How to Build Alexa Skills for Echo Show

David Isbitski Jun 30, 2017
Share:
Multimodal Tips & Tools Tutorial
Blog_Header_Post_Img

A visual user interface can be a great complement to a voice-first user experience. Echo Show enables you to extend your voice experience to show more information or enable touch interactions for things like picking from a list and watching videos. In this blog post, we’ll walk you through how to build an Alexa skill using the core developer capabilities of Echo Show.

Alexa Skills on Echo Show

All published Alexa skills will automatically be available on Echo Show. Skills will display any skill cards you currently return in your response objects. This is the same as how customers see your Alexa skill cards on the Alexa app, Fire TV, and Fire Tablet devices today. If no skill card is included in your skill’s response, a default template shows your skill icon and skill name on Echo Show. To improve the experience of your skill for Echo Show, you should update it to make use of the new display templates. See the updated voice and graphic guide for more information.

Types of Customer Interaction with Your Skill

The custom skills you have designed for Echo Show must take the following interactions into account:

  • Voice: Voice remains the primary means of interacting with Alexa, even on the Echo Show device. If your skill requires a screen to be used effectively, you should create a voice interaction that tells customers on non-screen devices how to interact.
  • Alexa app: Your custom skill may display a card with more information in the Alexa app. If the custom skill is used with an Echo Show device, the card automatically appears on the screen. However, if you update your skill with templates for the Display Interface, templates will take precedence and cards will not be displayed.
  • Screen display: If your custom skill uses the new display templates, you will need to pair the correct interaction with the correct display template based on the type of items you want to show.
  • Screen touch: You may also enable your skill to respond when a customer touches an item on screen. You can use a custom select intent and use action links to create a voice- and touch-interaction experience on body templates (for example, displaying a recipe that corresponds to the selected item on a list of recipes). Also, the list templates are inherently selectable via touch (no action links required).

Displaying Visual Information in Your Alexa Skill

When you develop a skill, you can choose whether or not to support specific interfaces, such as the display interface for screen display. You will want to create the best possible experience for your customer, regardless of which type of device they have. Even if the screen experience is not the focus of your skill, you should still consider what type of experience you are creating on those devices.

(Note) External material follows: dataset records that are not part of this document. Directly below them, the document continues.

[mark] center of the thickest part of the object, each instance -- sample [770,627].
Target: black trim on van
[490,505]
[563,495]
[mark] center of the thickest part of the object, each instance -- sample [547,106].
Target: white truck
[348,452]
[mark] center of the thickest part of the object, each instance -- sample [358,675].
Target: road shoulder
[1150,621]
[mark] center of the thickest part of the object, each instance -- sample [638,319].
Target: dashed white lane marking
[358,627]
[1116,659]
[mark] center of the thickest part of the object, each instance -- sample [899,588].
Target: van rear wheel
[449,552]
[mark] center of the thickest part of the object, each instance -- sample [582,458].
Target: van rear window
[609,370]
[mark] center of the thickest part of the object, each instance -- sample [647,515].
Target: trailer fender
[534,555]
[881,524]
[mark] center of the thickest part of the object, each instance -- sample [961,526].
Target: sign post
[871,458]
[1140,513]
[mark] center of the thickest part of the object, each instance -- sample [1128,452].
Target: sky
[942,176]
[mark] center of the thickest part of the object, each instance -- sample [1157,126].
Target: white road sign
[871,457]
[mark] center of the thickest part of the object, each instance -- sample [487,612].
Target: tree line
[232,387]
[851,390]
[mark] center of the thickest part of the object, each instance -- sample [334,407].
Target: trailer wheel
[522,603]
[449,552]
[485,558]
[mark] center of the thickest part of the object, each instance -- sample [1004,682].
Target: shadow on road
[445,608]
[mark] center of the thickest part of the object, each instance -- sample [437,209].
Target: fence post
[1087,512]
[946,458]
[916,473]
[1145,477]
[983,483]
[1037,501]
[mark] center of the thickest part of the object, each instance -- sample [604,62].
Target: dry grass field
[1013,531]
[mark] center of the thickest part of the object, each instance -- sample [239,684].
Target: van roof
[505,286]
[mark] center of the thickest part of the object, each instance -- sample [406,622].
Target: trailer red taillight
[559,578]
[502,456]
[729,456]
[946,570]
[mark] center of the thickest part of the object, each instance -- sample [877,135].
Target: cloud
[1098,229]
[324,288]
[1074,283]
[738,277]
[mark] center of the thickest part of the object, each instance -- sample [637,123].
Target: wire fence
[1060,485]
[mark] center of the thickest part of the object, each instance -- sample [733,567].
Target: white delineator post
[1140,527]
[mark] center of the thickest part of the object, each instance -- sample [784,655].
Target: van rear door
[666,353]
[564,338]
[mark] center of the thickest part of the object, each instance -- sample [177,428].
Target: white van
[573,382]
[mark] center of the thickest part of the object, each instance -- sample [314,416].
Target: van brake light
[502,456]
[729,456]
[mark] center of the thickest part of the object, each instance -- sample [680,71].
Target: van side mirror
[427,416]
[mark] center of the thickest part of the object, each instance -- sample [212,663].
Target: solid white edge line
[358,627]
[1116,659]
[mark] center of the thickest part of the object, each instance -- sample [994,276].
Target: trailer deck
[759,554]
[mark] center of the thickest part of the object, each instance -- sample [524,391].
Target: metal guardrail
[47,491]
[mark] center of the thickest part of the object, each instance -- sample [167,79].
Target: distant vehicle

The good news is that even if you take no steps to support screen display, the cards you provide for the Alexa app will be displayed on a screen device (Fire Tablet, Fire TV, Echo Show, and AVS-enabled devices that support display cards). If you want to take full advantage of the options provided by Echo Show, such as the ability to select a particular image from a list or play a video, then you must specifically support the Render Template directive in your code.

Alexa Blog

Supporting Voice and GUI Device Scenarios

The best way to support both voice-only and multimodal device scenarios is to have your skill check for a device’s supported interfaces and then render the appropriate content. In general, the customer will respond to a skill in different ways based on whether the customer is using Echo Show or Echo. On Echo Show, your skill can accomplish this by parsing the value of event.context.System.device.supportedInterfaces.Display in the Alexa request which will indicate the supported interfaces. In the following example, parsing this JSON-formatted sample request indicates that supportedInterfaces includes AudioPlayer, Display, and VideoApp. If any of these is not listed as a SupportedInterface, that would mean that the unlisted interface is not supported. 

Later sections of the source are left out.